$$\int_{0}^{(y^2-x^2)/ 4t}s^{-1/2} \sin(s) \exp\left({-4sxy \over y^2-x^2}\right)\mathrm{d}s=2\int_{0}^{\sqrt{(y^2-x^2)/4t}}\sin(z^2) \exp\left({-4z^2xy \over y^2-x^2}\right)\mathrm{d}z$$
I applied substitution of $s=z^2$. My question is how we can write more simple and is it possible to rewrite this integral with respect to Fresnel integrals?
Thanks!
Yes indeed: Rewriting the $\sin(z^2)$ Term by the help of Eulers formula, we get $$ I(y,x,t)=\frac{1}{2i}\int_0^{\beta(x,y,t)}(e^{i z^2 }-e^{-i z^2 })e^{-\alpha(x,y)z^2}\mathrm{d}z $$ with $\alpha(x,y)=\frac{4xy}{y^2-x^2}$ and $\beta(x,y,t)=\frac{y^2-x^2}{4t}$.

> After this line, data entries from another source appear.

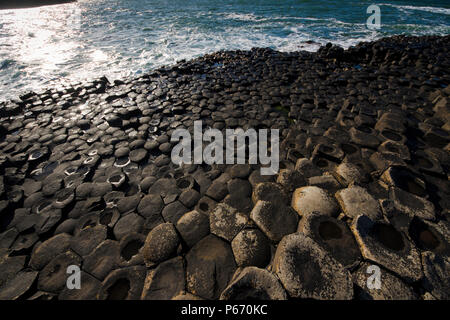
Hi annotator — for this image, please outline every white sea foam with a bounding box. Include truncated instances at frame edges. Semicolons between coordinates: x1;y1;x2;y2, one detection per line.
379;3;450;14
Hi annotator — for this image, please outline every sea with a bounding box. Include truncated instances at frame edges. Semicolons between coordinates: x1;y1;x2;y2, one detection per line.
0;0;450;101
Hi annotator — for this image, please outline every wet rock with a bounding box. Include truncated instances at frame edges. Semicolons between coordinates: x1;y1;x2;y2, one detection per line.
252;182;288;204
120;233;145;267
250;201;299;242
336;185;382;220
143;222;180;265
0;271;38;300
137;194;164;218
142;257;186;300
407;218;450;257
389;187;435;220
206;174;230;201
277;169;306;192
231;229;271;268
195;196;217;216
220;267;287;300
273;233;353;300
186;235;236;299
352;262;418;300
113;213;144;240
229;164;251;178
422;251;450;300
209;203;248;241
172;292;205;300
0;228;19;249
178;189;201;208
351;215;423;282
298;213;361;268
97;266;146;300
291;186;339;216
37;251;81;293
58;271;101;300
295;158;322;179
248;170;274;187
336;162;368;186
83;239;120;280
117;193;141;215
0;250;27;291
161;200;189;224
176;210;209;247
29;233;72;270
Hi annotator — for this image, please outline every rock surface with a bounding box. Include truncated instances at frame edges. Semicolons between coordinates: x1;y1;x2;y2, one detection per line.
0;36;450;299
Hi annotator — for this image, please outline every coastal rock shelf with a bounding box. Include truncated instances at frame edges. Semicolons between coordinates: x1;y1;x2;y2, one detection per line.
0;36;450;300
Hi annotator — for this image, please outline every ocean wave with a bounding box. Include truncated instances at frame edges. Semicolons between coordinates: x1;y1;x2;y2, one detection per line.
379;3;450;15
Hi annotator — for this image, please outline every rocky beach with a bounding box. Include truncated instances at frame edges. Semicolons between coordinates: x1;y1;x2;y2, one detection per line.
0;36;450;300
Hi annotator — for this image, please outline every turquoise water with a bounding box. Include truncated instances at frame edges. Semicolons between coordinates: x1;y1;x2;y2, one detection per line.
0;0;450;101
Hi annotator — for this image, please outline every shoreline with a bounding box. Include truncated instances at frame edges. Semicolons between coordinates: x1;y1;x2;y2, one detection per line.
0;35;450;300
0;0;77;10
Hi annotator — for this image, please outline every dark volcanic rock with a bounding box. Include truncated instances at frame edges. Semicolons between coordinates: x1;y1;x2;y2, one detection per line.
273;233;353;300
186;235;236;299
220;267;287;300
0;35;450;299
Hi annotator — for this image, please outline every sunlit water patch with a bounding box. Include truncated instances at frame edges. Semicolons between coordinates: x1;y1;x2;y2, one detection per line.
0;0;450;101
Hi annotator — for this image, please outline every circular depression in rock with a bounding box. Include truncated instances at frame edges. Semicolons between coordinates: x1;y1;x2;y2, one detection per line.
109;174;122;183
381;130;402;141
177;179;191;189
120;240;143;261
227;286;270;301
322;146;334;153
409;218;440;250
341;143;358;154
292;150;303;159
199;202;209;211
373;223;405;251
393;169;427;197
415;157;433;169
319;221;342;240
357;126;372;133
316;159;328;168
106;278;130;300
99;211;113;226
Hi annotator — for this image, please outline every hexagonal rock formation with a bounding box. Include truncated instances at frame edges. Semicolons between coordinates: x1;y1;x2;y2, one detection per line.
143;222;180;265
273;232;353;300
291;186;339;216
252;182;288;204
408;218;450;257
209;203;248;241
351;215;423;282
336;186;382;220
298;213;361;268
250;200;299;242
0;271;38;300
389;187;436;220
220;267;287;300
231;229;270;267
176;210;209;247
141;257;186;300
336;162;367;186
97;266;146;300
422;251;450;300
352;262;418;300
186;235;236;299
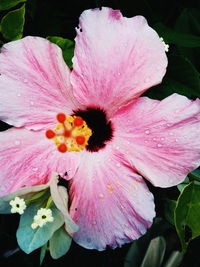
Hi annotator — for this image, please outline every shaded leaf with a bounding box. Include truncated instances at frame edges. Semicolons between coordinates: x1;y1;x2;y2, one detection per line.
0;0;26;10
49;227;72;259
153;22;200;47
174;182;200;251
145;55;200;99
1;5;25;41
124;218;170;267
17;203;64;254
47;36;75;68
141;236;166;267
164;199;176;225
163;251;184;267
40;242;48;265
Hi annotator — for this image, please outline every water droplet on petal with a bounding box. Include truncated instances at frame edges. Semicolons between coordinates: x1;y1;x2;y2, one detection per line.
144;77;150;83
157;144;162;147
15;140;21;146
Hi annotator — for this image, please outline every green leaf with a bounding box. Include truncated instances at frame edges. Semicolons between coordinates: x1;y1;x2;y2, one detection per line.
177;176;190;192
0;0;26;11
47;36;74;68
153;22;200;47
145;55;200;99
164;199;176;225
141;236;166;267
49;227;72;259
174;182;200;251
163;251;184;267
124;218;171;267
40;242;48;265
17;203;64;254
0;5;25;41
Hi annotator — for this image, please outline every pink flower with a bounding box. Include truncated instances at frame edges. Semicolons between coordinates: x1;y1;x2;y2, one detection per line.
0;8;200;250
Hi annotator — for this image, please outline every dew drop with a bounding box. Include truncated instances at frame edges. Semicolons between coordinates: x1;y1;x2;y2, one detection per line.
15;140;21;146
144;77;150;83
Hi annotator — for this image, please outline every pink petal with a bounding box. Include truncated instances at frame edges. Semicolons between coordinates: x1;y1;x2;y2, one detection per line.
70;145;155;250
0;128;80;196
113;94;200;187
71;7;167;116
0;37;80;130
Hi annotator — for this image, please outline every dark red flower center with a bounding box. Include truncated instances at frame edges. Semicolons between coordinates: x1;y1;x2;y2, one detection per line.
73;107;113;152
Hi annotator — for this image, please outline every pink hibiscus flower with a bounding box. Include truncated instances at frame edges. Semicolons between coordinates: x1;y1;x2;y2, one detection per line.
0;8;200;250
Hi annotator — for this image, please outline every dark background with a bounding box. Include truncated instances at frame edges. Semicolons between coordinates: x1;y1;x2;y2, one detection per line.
0;0;200;267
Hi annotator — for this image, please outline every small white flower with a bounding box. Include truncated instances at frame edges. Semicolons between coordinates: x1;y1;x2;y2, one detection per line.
9;197;26;214
160;37;169;52
31;208;54;229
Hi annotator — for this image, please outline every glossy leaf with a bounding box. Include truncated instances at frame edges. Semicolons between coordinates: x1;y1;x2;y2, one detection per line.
141;236;166;267
145;55;200;99
17;203;64;254
47;36;74;68
0;0;26;11
49;227;72;259
1;5;25;41
174;182;200;251
153;22;200;47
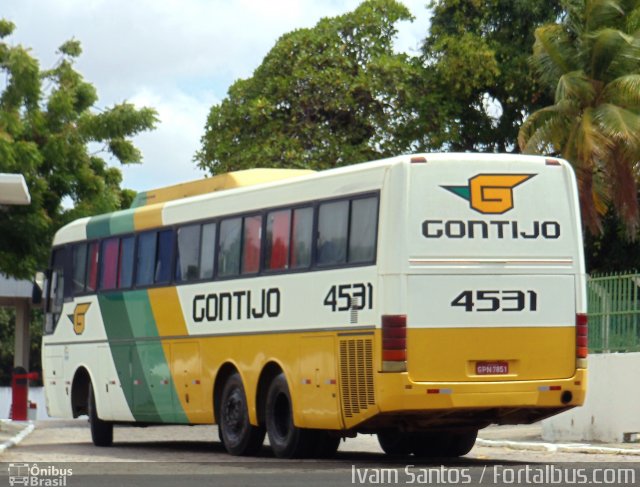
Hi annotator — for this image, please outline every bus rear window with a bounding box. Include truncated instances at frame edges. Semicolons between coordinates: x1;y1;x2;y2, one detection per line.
242;216;262;274
290;208;313;269
318;200;349;266
349;198;378;264
176;225;200;282
73;244;87;294
200;223;216;279
87;242;98;291
218;218;242;277
154;230;173;284
136;232;156;286
118;237;135;289
100;238;120;289
264;210;291;270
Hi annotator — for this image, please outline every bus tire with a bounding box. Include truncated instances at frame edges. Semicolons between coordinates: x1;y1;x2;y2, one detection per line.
311;430;342;458
218;372;265;456
407;431;444;458
378;430;411;456
445;430;478;457
265;373;314;458
87;383;113;446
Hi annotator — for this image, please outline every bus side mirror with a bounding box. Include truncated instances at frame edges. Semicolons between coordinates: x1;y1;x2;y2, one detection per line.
31;269;51;305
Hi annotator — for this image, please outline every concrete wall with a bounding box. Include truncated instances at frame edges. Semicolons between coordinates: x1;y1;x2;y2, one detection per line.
0;387;50;419
542;353;640;443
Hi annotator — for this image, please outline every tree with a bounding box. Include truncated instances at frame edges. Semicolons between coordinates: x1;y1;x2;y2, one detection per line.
195;0;419;173
418;0;560;152
0;20;156;278
519;0;640;237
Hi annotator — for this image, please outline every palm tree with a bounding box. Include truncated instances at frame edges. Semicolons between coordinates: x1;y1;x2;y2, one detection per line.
518;0;640;238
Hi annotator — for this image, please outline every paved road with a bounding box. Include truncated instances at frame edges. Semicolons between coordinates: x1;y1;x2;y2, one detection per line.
0;420;640;487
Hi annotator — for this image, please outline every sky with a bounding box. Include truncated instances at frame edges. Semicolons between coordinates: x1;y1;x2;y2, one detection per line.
0;0;429;191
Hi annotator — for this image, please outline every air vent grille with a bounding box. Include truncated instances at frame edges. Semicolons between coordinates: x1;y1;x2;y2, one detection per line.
340;339;375;418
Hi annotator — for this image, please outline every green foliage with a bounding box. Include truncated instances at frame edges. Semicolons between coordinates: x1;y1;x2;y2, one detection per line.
585;210;640;274
196;0;419;173
519;0;640;238
0;20;156;278
418;0;560;152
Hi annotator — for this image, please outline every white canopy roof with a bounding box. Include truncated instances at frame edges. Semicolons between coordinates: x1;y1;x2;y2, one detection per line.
0;173;31;205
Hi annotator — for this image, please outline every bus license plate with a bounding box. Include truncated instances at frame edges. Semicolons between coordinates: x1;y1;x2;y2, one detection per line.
476;362;509;375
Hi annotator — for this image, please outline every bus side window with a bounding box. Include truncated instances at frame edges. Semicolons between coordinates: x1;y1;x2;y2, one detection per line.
44;248;66;333
73;243;87;294
100;238;120;290
218;218;242;277
349;197;378;263
289;207;313;269
86;242;98;291
118;236;135;289
200;223;216;279
136;232;157;286
154;230;173;284
317;200;349;266
242;216;262;274
176;225;201;282
264;210;291;270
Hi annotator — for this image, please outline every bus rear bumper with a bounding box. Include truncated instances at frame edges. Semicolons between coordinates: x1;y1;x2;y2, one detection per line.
374;369;587;427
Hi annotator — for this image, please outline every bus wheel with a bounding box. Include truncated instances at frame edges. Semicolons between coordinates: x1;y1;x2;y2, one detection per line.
87;383;113;446
408;431;444;458
378;430;411;456
265;374;314;458
445;430;478;457
311;430;342;458
219;373;265;456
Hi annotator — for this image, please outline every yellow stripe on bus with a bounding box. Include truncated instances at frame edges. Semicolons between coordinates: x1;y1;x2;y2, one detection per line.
133;205;164;230
148;287;202;423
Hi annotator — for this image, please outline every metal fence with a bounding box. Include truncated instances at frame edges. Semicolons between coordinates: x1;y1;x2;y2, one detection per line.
587;274;640;353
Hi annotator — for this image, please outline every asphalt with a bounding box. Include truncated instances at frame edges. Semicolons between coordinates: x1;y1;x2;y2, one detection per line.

By a simple rescaling and by using the definition of the Error function $\text{erf}(x)=\frac{2}{\sqrt{\pi}}\int_0^x e^{-x^2}\mathrm{d}x$ we obtain $$ I(\alpha, \beta)=\frac{\sqrt{\pi}}{4i}\left( \frac{\text{erf}(\beta\sqrt{\alpha-i})}{\sqrt{\alpha-i}}-\frac{\text{erf}(\beta\sqrt{\alpha+i})}{\sqrt{\alpha +i}}\right) $$
It is well known and also straightforward (but a little bit tedious) how to express the Error functions in terms of Fresnel integrals:
$$ \text{erf}[x]=(1+i)\left( C\left(\frac{(1-i)x}{\sqrt{\pi}}\right)-iS\left(\frac{(1-i)x}{\sqrt{\pi}}\right)\right) $$
Where $C(x),S(x)$ denote the two Fresnel integrals. Setting $x=\beta\sqrt{\alpha\pm i}$ we arrive at $$ I(\alpha,\beta)=\sqrt{\pi}\frac{1+i}{4i}\left[{1 \over \sqrt{\alpha-i}}\left( C\left(\frac{(1-i)\beta\sqrt{\alpha-i}}{\sqrt{\pi}}\right)-iS\left(\frac{(1-i)\beta\sqrt{\alpha-i}}{\sqrt{\pi}}\right)\right)-{1 \over \sqrt{\alpha+i}}\left( C\left(\frac{(1-i)\beta\sqrt{\alpha+i}}{\sqrt{\pi}}\right)-iS\left(\frac{(1-i)\beta\sqrt{\alpha+i}}{\sqrt{\pi}}\right)\right)\right] $$
which is by the way a much uglier results then just using Error functions... Furthermore please note that i don't really take care of convergence issues (at $x\rightarrow y$). Please let me know if you want to elaborate more on this point.